According to a WWF statement, saving nature means “overhauling how we produce and consume food, so that no more land is converted for agriculture or precious habitats destroyed”. But what would doing so mean for the expanding human population? As an article in Nature recently posited, militarised conservation areas protected by digital fencing and drones might save some of the most endangered species from extinction, as well as limit the spread of zoonotic disease, but at what cost to the people who currently live and depend on these landscapes?

Questions like these will continue to loom over the UN biodiversity summit in New York on Friday 30 September, and beyond that at next May’s postponed UN biodiversity talks in Kunming, China.

Although the pandemic has in many ways thrown the fate of the natural world into further flux, it has also shown that protecting nature’s health is essential if we are also to protect our own.

Far from the demonic creatures once depicted, we know now that bats spread life by pollinating everything from mangoes to tequila plants. We also know they are deeply sociable creatures. And we wonder whether their genomes might unlock the secrets of longer health-spans, echolocation and even disease resistance, as research teams such as Bat1K are starting to explore.

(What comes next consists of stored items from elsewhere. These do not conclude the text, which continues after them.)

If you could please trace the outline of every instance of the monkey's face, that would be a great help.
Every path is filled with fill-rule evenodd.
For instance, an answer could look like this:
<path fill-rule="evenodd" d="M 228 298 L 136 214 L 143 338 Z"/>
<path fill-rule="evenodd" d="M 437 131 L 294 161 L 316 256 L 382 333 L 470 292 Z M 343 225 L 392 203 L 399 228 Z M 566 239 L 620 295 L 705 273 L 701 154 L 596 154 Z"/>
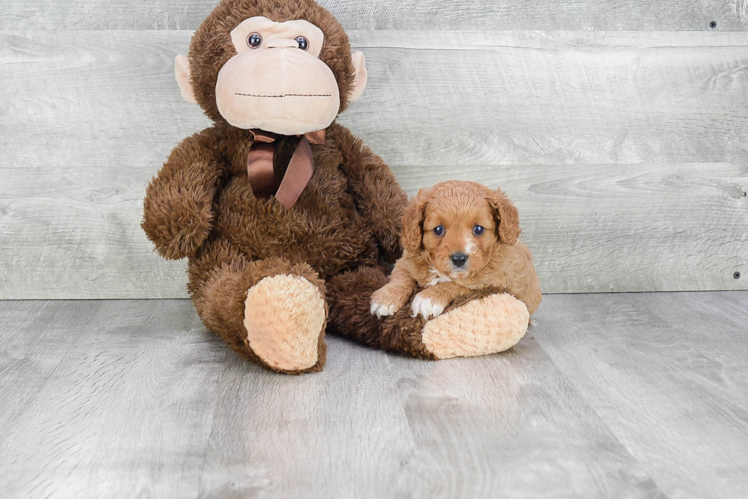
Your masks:
<path fill-rule="evenodd" d="M 229 124 L 284 135 L 325 129 L 341 108 L 338 80 L 320 59 L 325 35 L 303 20 L 275 22 L 254 16 L 231 33 L 236 53 L 220 67 L 215 104 Z M 351 59 L 349 59 L 351 61 Z M 350 100 L 366 85 L 363 54 L 352 56 L 354 81 Z M 194 102 L 189 62 L 177 57 L 177 81 L 185 99 Z"/>
<path fill-rule="evenodd" d="M 216 82 L 218 111 L 231 125 L 279 134 L 324 129 L 340 108 L 332 70 L 319 60 L 322 30 L 303 21 L 252 17 L 231 32 L 237 54 Z"/>

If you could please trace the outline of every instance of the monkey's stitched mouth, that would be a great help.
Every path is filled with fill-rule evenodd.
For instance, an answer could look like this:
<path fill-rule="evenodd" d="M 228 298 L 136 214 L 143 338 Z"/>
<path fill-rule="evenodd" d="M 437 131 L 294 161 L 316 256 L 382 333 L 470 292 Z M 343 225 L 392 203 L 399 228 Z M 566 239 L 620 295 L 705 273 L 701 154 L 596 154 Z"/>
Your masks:
<path fill-rule="evenodd" d="M 241 92 L 234 92 L 236 95 L 244 97 L 332 97 L 332 94 L 280 94 L 280 95 L 265 95 L 265 94 L 242 94 Z"/>

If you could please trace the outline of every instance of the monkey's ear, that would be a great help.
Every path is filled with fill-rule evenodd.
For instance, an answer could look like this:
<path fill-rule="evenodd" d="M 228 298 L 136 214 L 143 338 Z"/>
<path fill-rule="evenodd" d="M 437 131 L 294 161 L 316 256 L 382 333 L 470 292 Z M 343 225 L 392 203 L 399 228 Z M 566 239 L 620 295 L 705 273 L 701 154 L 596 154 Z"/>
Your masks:
<path fill-rule="evenodd" d="M 182 99 L 192 104 L 197 104 L 195 94 L 190 85 L 190 61 L 183 55 L 178 55 L 174 60 L 174 75 L 177 77 L 177 85 L 182 93 Z"/>
<path fill-rule="evenodd" d="M 369 78 L 369 74 L 366 72 L 366 59 L 364 58 L 363 52 L 354 52 L 353 55 L 353 68 L 356 73 L 353 79 L 353 90 L 351 96 L 348 98 L 349 102 L 356 102 L 361 94 L 364 93 L 366 88 L 366 81 Z"/>

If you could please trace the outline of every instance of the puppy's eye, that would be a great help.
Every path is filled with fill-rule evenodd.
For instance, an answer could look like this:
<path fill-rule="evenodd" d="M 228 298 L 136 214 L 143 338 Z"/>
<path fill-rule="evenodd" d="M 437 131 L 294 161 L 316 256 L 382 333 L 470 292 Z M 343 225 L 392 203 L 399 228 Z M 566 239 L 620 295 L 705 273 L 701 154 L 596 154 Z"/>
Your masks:
<path fill-rule="evenodd" d="M 306 37 L 297 36 L 296 43 L 299 44 L 299 48 L 301 50 L 306 50 L 309 48 L 309 40 L 307 40 Z"/>
<path fill-rule="evenodd" d="M 437 236 L 444 236 L 444 226 L 436 226 L 434 228 L 434 234 Z"/>
<path fill-rule="evenodd" d="M 478 224 L 473 226 L 473 234 L 476 236 L 482 236 L 486 232 L 486 228 L 479 226 Z"/>
<path fill-rule="evenodd" d="M 259 33 L 250 33 L 250 35 L 247 37 L 247 45 L 252 47 L 253 49 L 256 49 L 257 47 L 262 44 L 262 35 Z"/>

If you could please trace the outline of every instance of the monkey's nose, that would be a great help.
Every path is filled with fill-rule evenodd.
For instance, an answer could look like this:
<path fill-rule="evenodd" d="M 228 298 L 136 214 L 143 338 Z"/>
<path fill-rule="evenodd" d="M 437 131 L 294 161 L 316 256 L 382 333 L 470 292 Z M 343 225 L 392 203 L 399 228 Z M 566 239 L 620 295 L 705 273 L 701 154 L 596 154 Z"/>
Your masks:
<path fill-rule="evenodd" d="M 455 252 L 449 256 L 449 259 L 455 267 L 462 267 L 467 262 L 468 256 L 462 252 Z"/>

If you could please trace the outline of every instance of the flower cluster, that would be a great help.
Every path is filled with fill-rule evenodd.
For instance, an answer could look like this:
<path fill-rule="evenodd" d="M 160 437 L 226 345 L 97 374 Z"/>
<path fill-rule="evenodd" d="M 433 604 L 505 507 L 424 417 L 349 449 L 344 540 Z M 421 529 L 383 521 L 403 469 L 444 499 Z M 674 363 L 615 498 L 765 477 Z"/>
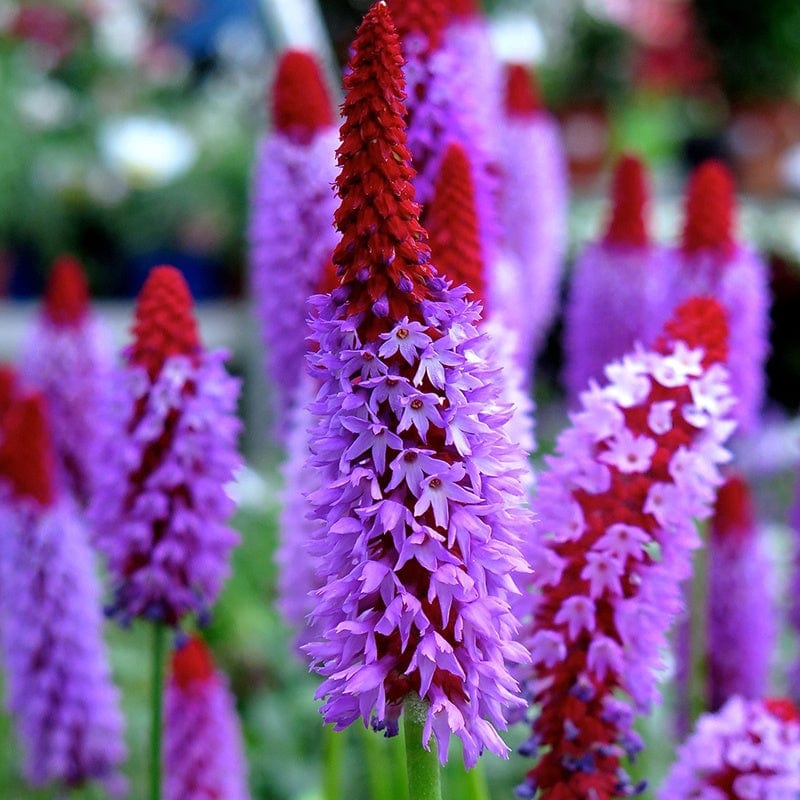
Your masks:
<path fill-rule="evenodd" d="M 91 496 L 99 468 L 97 418 L 111 368 L 110 340 L 89 308 L 83 269 L 62 256 L 53 264 L 20 370 L 47 398 L 60 477 L 81 503 Z"/>
<path fill-rule="evenodd" d="M 719 490 L 708 552 L 708 688 L 711 710 L 733 695 L 763 697 L 777 631 L 773 566 L 740 475 Z"/>
<path fill-rule="evenodd" d="M 175 624 L 204 614 L 237 542 L 225 490 L 240 464 L 237 380 L 202 349 L 180 272 L 157 267 L 115 376 L 113 431 L 90 517 L 115 583 L 112 613 Z"/>
<path fill-rule="evenodd" d="M 520 265 L 515 291 L 526 301 L 520 359 L 530 364 L 559 299 L 567 248 L 567 165 L 558 123 L 542 105 L 528 69 L 508 65 L 505 82 L 497 151 L 500 219 L 505 245 Z"/>
<path fill-rule="evenodd" d="M 794 800 L 800 715 L 787 700 L 732 697 L 678 748 L 658 800 Z"/>
<path fill-rule="evenodd" d="M 338 135 L 320 68 L 288 50 L 273 88 L 274 129 L 256 158 L 248 230 L 255 311 L 275 396 L 278 438 L 304 371 L 306 300 L 317 291 L 337 235 L 333 227 Z"/>
<path fill-rule="evenodd" d="M 577 399 L 603 367 L 635 342 L 658 334 L 672 311 L 672 260 L 650 242 L 645 167 L 633 156 L 617 163 L 605 237 L 576 259 L 565 309 L 564 382 Z"/>
<path fill-rule="evenodd" d="M 0 644 L 26 777 L 118 796 L 123 718 L 87 532 L 55 481 L 43 397 L 8 372 L 0 386 Z"/>
<path fill-rule="evenodd" d="M 507 752 L 496 729 L 521 702 L 507 664 L 526 654 L 509 603 L 531 519 L 519 450 L 502 430 L 510 409 L 496 410 L 496 371 L 479 355 L 478 309 L 436 275 L 423 244 L 401 63 L 377 4 L 345 84 L 342 285 L 314 301 L 321 388 L 308 468 L 322 484 L 309 500 L 323 523 L 313 543 L 323 585 L 312 622 L 323 637 L 306 650 L 325 676 L 326 721 L 393 734 L 416 694 L 423 744 L 433 735 L 444 762 L 455 733 L 472 765 L 484 748 Z"/>
<path fill-rule="evenodd" d="M 164 800 L 248 800 L 234 699 L 199 637 L 172 656 L 164 709 Z"/>
<path fill-rule="evenodd" d="M 717 161 L 701 164 L 686 196 L 683 241 L 673 302 L 696 294 L 715 297 L 730 316 L 731 387 L 742 433 L 751 432 L 764 400 L 769 351 L 769 279 L 763 259 L 734 239 L 733 178 Z"/>
<path fill-rule="evenodd" d="M 709 515 L 729 458 L 726 328 L 713 300 L 683 304 L 654 349 L 637 348 L 606 367 L 605 386 L 590 384 L 540 476 L 527 638 L 540 712 L 524 750 L 546 749 L 521 796 L 636 791 L 620 766 L 641 747 L 634 708 L 657 698 L 665 633 L 699 545 L 693 520 Z"/>

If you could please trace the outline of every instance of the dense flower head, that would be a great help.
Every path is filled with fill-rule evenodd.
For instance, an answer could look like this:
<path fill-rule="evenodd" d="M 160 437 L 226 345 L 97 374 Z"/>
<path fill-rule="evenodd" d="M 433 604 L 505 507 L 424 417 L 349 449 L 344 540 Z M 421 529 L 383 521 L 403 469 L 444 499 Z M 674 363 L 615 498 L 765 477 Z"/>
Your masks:
<path fill-rule="evenodd" d="M 12 391 L 0 412 L 0 649 L 8 709 L 31 783 L 71 788 L 98 780 L 116 796 L 125 785 L 123 719 L 102 640 L 94 559 L 77 509 L 52 482 L 42 398 Z"/>
<path fill-rule="evenodd" d="M 110 336 L 91 312 L 80 263 L 66 256 L 57 259 L 19 369 L 47 398 L 59 480 L 82 504 L 102 469 L 97 419 L 108 397 L 111 366 Z"/>
<path fill-rule="evenodd" d="M 396 52 L 386 9 L 373 6 L 356 38 L 351 85 L 363 86 L 363 70 L 386 86 Z M 392 109 L 402 113 L 402 80 L 393 91 L 387 118 Z M 352 108 L 346 101 L 346 116 Z M 390 124 L 402 142 L 402 124 Z M 369 153 L 370 139 L 360 147 Z M 351 172 L 343 203 L 357 207 L 384 167 L 356 152 L 351 158 L 364 172 L 358 181 Z M 407 162 L 400 166 L 409 180 Z M 395 191 L 405 196 L 403 184 Z M 369 243 L 349 237 L 357 217 L 338 220 L 344 240 Z M 401 310 L 409 313 L 387 304 L 380 327 L 365 325 L 375 313 L 352 302 L 364 294 L 352 280 L 313 301 L 318 349 L 309 371 L 320 389 L 310 407 L 307 469 L 320 476 L 309 502 L 322 524 L 311 545 L 321 583 L 311 624 L 322 636 L 305 649 L 325 677 L 318 697 L 337 729 L 361 718 L 392 735 L 404 700 L 417 694 L 427 709 L 423 744 L 433 735 L 444 762 L 455 733 L 472 765 L 484 748 L 506 753 L 496 729 L 521 702 L 507 664 L 525 659 L 510 610 L 515 576 L 527 570 L 519 547 L 531 524 L 523 459 L 503 432 L 511 409 L 500 400 L 498 370 L 480 355 L 479 307 L 466 287 L 452 289 L 436 274 L 413 235 L 416 219 L 379 225 L 374 236 L 390 227 L 412 248 L 408 287 L 420 291 L 406 293 Z M 391 283 L 379 253 L 356 250 L 350 258 L 368 265 L 367 277 L 389 273 L 379 285 Z"/>
<path fill-rule="evenodd" d="M 647 245 L 648 195 L 647 175 L 641 159 L 623 155 L 617 161 L 611 181 L 611 217 L 606 242 L 631 247 Z"/>
<path fill-rule="evenodd" d="M 509 117 L 529 117 L 544 108 L 539 84 L 525 64 L 505 65 L 504 107 Z"/>
<path fill-rule="evenodd" d="M 397 35 L 418 36 L 420 48 L 432 51 L 442 43 L 447 20 L 445 0 L 389 0 L 389 10 Z"/>
<path fill-rule="evenodd" d="M 733 695 L 763 697 L 776 641 L 774 568 L 738 474 L 719 490 L 708 555 L 708 695 L 716 710 Z"/>
<path fill-rule="evenodd" d="M 540 711 L 524 749 L 546 749 L 521 796 L 604 800 L 640 788 L 620 763 L 641 748 L 634 710 L 658 697 L 679 582 L 699 545 L 694 519 L 710 514 L 730 457 L 725 331 L 713 300 L 679 308 L 654 349 L 637 347 L 606 367 L 604 386 L 590 383 L 540 475 L 527 637 Z"/>
<path fill-rule="evenodd" d="M 483 15 L 480 0 L 445 0 L 445 2 L 450 17 L 472 18 Z"/>
<path fill-rule="evenodd" d="M 272 119 L 278 131 L 304 144 L 318 131 L 333 125 L 333 103 L 322 70 L 311 53 L 281 53 L 272 87 Z"/>
<path fill-rule="evenodd" d="M 318 291 L 338 240 L 333 184 L 339 135 L 322 71 L 310 54 L 284 53 L 272 94 L 276 124 L 257 146 L 248 242 L 273 431 L 283 442 L 305 368 L 306 301 Z"/>
<path fill-rule="evenodd" d="M 226 373 L 224 352 L 201 347 L 182 280 L 161 267 L 142 290 L 90 506 L 115 588 L 111 612 L 122 621 L 203 615 L 238 538 L 227 525 L 234 503 L 225 484 L 240 464 L 239 382 Z"/>
<path fill-rule="evenodd" d="M 633 156 L 617 163 L 607 231 L 578 254 L 564 312 L 564 382 L 577 399 L 604 366 L 655 338 L 672 313 L 675 265 L 647 233 L 647 176 Z"/>
<path fill-rule="evenodd" d="M 164 706 L 164 800 L 247 800 L 235 701 L 197 636 L 172 656 Z"/>
<path fill-rule="evenodd" d="M 686 190 L 682 246 L 687 253 L 730 252 L 734 243 L 734 184 L 728 168 L 714 159 L 692 173 Z"/>
<path fill-rule="evenodd" d="M 54 325 L 78 325 L 89 311 L 89 286 L 80 261 L 59 256 L 53 263 L 44 295 L 44 312 Z"/>
<path fill-rule="evenodd" d="M 703 714 L 659 788 L 658 800 L 794 800 L 800 794 L 800 718 L 787 700 L 735 696 Z"/>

To continue losing them at our present rate, before we have identified even a fraction of their species (researchers estimate we have covered 25 per cent), would be to tear up the richness of the Earth’s fabric, perhaps beyond repair.

As My Octopus Teacher, another new documentary which was trending last week on Netflix, suggests, our well-being depends on the insights revealed by respectful, careful and humane interactions with other species. The legacy of the pandemic’s zoonotic origins should be to bring us closer to such relationships, not to lock wildlife away in heavily restricted zones, or worse, to give up on trying to save it at all.